Он долго не знал, жив ли Афонька, но, просыпаясь и засыпая, видел только одно: как Дергач шел на него, как тускнели его синие глаза, как он стонал, как черная кровь расползалась по штанам, как самый смелый из ребят задрал ему рубашку и все увидели на груди Афоньки маленькую аккуратную красную дырочку…
Этот кошмар никогда бы и не кончился, как вдруг в одно благословенное утро тетя Сильвия сказала ему, что теперь наконец все в порядке. «Этот мальчик здоров и выписался из больницы! Хорошо, что все так закончилось!.. Бедный Шалико…» И он только теперь узнал, что его папа целый месяц все ночи дежурил в больнице у постели раненого Афоньки Дергача. «Пуля, оказывается, прошла навылет, — сказала тетя Сильвия, — и, к счастью, ничего важного не задела…» И тут она увидела, что щеки Ванванча покрылись счастливым румянцем. Из Цагвери в конце августа они воротились в Тифлис, и Урал вновь представлялся вожделенным. Однако в Тифлисе их встретило печальное известие. Не стало бабушки Лизы. Мамина телеграмма не долетела до Цагвери, рухнув от горя где-то в горах.
Похороны уже завершились. Большая счастливая семья находилась в подавленном состоянии. В квартире на Паскевича было странно, неуютно и холодновато, как в музее. Все сходились по старой традиции, и вялые потерянные движения, и горькие влажные взгляды — все было непривычным, трагическим. «Дэда, дэда! — шептали они про себя. — Дэдико, мамочка!..» Тень ее витала меж ними. Она всматривалась острыми серыми глазами в их лица, и беззвучный стон наполнял комнаты.
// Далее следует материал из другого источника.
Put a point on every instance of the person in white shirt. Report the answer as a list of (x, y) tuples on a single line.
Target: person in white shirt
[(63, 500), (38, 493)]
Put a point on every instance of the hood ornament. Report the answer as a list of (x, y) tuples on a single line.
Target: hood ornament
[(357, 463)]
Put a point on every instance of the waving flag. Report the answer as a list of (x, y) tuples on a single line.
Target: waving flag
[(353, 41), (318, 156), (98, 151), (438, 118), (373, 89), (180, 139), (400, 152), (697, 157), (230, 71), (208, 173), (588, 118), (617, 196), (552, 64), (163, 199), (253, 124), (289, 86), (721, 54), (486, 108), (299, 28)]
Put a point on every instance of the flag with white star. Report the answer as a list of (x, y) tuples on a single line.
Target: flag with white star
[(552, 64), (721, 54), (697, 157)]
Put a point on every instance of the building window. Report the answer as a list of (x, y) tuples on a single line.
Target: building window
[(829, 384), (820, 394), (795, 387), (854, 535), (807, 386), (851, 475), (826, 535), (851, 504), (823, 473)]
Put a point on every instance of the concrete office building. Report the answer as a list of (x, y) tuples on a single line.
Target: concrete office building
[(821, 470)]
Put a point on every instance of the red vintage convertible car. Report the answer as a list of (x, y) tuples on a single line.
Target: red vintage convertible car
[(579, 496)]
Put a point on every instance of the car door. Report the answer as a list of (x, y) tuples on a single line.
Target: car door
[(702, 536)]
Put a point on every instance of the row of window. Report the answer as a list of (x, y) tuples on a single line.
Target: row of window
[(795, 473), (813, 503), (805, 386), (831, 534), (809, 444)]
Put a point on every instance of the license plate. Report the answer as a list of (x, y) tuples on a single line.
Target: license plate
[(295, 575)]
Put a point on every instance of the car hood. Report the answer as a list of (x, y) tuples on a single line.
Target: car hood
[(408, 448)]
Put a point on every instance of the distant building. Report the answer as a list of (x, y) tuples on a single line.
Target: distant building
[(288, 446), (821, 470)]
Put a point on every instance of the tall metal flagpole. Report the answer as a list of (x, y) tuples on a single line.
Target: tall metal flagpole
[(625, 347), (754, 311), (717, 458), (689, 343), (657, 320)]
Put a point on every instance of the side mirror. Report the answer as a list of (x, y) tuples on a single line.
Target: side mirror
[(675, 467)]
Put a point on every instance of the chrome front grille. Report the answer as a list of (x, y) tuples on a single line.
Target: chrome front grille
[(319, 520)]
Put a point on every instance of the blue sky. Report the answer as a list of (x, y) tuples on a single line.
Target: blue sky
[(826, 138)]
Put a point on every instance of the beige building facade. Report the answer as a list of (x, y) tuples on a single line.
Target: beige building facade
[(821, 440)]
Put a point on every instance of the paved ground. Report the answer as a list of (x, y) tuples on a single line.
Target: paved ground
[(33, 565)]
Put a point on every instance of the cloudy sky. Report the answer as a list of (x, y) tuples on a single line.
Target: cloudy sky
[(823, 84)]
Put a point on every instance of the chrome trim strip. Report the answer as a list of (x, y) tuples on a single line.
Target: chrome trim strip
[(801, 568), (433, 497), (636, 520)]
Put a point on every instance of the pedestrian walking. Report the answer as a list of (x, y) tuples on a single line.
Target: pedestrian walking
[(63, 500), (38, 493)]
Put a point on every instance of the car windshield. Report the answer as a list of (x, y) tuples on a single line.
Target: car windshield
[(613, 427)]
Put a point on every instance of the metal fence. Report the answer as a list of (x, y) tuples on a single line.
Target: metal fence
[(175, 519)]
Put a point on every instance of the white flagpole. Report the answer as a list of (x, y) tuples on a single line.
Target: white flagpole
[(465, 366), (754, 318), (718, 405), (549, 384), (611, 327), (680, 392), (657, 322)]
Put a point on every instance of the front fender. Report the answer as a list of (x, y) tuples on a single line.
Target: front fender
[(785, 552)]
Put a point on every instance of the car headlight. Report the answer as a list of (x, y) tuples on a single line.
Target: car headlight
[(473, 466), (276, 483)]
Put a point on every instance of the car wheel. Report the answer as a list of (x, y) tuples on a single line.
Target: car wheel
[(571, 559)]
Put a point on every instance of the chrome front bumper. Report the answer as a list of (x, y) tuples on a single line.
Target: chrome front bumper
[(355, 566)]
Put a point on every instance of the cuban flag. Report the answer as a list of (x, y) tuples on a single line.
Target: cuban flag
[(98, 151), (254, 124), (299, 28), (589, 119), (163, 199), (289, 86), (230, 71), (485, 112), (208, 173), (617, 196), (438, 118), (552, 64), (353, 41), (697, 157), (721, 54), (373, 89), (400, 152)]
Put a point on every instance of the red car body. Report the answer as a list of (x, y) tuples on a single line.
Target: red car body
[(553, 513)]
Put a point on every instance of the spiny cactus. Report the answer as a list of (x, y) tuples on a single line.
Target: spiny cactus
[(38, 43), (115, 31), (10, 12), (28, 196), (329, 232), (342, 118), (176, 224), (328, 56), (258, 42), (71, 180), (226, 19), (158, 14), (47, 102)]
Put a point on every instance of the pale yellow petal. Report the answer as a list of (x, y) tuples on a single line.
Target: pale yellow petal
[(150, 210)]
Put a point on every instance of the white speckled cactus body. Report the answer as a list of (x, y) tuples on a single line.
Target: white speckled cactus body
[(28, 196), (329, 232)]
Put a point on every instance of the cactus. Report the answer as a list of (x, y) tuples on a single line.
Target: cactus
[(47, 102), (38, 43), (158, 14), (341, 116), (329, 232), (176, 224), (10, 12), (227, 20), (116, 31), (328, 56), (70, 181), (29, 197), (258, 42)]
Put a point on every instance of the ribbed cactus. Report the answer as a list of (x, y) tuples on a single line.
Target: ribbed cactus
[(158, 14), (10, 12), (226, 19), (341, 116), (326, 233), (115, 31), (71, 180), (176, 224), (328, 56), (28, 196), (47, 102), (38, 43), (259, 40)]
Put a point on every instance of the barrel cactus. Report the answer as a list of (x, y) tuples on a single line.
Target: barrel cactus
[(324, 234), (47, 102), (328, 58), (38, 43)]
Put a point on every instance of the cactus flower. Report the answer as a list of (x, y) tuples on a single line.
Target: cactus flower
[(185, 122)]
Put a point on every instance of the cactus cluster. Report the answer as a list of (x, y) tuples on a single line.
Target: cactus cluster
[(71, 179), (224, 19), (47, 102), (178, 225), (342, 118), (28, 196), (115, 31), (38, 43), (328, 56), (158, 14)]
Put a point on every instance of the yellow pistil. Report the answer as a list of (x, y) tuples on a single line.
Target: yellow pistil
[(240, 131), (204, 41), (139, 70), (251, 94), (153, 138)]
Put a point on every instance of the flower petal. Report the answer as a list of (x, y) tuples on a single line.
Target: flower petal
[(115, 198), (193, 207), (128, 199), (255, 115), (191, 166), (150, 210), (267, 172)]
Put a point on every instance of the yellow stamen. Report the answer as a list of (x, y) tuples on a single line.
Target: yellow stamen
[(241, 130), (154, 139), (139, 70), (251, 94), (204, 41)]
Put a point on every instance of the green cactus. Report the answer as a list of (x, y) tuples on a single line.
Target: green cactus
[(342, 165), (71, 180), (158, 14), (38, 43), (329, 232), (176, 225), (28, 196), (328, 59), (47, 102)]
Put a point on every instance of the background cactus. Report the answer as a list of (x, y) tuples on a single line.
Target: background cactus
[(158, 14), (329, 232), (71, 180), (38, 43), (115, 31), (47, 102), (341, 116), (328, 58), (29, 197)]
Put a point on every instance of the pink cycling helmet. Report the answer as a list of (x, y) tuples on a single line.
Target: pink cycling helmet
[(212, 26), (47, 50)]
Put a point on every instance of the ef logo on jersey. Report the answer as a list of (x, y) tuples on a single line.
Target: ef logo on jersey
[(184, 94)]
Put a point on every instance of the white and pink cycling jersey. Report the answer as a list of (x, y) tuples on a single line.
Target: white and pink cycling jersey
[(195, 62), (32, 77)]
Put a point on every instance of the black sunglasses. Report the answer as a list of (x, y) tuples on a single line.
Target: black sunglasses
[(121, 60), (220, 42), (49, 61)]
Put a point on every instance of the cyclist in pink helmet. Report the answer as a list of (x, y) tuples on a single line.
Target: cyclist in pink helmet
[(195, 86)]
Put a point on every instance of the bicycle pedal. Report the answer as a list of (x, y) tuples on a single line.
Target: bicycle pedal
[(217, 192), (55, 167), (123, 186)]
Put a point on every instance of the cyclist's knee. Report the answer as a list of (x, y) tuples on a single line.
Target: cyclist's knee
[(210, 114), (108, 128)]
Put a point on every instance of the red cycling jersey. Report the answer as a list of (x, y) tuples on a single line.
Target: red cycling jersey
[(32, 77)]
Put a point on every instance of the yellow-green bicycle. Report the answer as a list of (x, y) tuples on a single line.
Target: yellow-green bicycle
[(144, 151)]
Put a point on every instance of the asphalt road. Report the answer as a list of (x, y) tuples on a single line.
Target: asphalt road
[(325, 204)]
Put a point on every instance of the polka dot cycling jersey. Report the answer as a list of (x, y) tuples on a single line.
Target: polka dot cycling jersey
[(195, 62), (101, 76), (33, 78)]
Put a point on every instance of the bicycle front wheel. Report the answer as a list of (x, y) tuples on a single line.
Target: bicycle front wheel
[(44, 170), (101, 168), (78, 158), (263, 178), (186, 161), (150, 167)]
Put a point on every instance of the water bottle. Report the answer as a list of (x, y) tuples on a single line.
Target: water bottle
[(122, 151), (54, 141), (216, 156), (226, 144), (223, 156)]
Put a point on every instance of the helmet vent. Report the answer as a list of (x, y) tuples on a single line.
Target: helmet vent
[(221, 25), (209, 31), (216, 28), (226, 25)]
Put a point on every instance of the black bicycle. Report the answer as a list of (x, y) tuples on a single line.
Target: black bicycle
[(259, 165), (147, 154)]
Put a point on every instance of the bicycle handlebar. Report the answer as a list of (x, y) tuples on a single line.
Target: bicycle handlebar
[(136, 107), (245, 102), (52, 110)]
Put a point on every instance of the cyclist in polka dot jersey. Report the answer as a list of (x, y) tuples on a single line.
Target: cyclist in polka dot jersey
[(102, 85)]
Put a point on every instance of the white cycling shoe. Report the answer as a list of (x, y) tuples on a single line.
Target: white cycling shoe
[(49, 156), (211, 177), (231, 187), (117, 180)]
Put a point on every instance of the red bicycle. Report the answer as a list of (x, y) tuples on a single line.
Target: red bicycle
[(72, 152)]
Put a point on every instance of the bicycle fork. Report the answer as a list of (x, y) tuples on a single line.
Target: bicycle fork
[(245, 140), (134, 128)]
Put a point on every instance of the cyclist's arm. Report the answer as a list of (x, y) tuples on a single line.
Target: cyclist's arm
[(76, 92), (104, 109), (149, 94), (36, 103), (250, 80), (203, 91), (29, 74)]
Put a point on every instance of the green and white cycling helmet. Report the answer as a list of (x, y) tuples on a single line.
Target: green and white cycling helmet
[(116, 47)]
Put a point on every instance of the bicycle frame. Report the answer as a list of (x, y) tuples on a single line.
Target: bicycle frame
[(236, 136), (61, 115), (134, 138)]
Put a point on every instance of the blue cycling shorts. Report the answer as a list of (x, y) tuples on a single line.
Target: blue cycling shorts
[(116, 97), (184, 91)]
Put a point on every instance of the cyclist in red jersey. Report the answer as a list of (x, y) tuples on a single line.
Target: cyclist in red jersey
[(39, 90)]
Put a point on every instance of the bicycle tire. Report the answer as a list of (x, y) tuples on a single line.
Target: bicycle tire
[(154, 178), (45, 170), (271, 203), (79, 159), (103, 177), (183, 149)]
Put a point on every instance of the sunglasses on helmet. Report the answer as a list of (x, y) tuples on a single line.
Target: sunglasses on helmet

И все-таки уход бабушки Лизы не согнул оставшихся, не заледенил их сердец. Они оставались прежними, прежними, и, не скрывая глаз, наполненных слезами, они улыбались друг другу и особенно Ванванчу, и горячие их ладони прикасались к его голове… «Кукушка, как ты хорошо выглядишь!.. Ашхен, генацвале, как хорошо, что ты с нами!..» Они сидели за большим овальным столом, но не было командира. Степан со стены обозревал их собрание. Он был спокоен и кроток. Какое-то подобие улыбки застыло на его губах. «Теперь они, слава богу, встретились, — сказал Галактион. — Оля, Оля, это неминуемо…»
Как много поцелуев, как много ласки досталось Ванванчу. Его холодное уральское сердце не сразу откликнулось на эти почти позабытые ухищрения любви. Но, видимо, кровь взяла свое. Она погорячела, жилка на шее вздулась, и снова, как когда-то, увидев на улице целующихся тифлисцев, он не вскидывал удивленных бровей, а ощущал себя среди своих.
И Нерсик, повзрослевший, но все тот же, бросился к нему, обхватил, зачмокал слюнявым ртом: «Ва! Здравствуй! Здравствуй!..» Он сидел на углу Лермонтовской и Паскевича и чистил ботинки всем желающим, а их было множество. И старенькие, единственные туфельки на чужих ногах начинали сиять, и их обладатель чувствовал себя человеком. «Зачем уехал?! — спрашивал он. — Тифлис плохо?!» — и рукавом утирал нос. Ванванч решил было рассказать ему об Афоньке, но очередной вальяжный клиент по-хозяйски подсунул свой штиблет, и щетки заработали, а Ванванч отправился вдоль по Паскевича.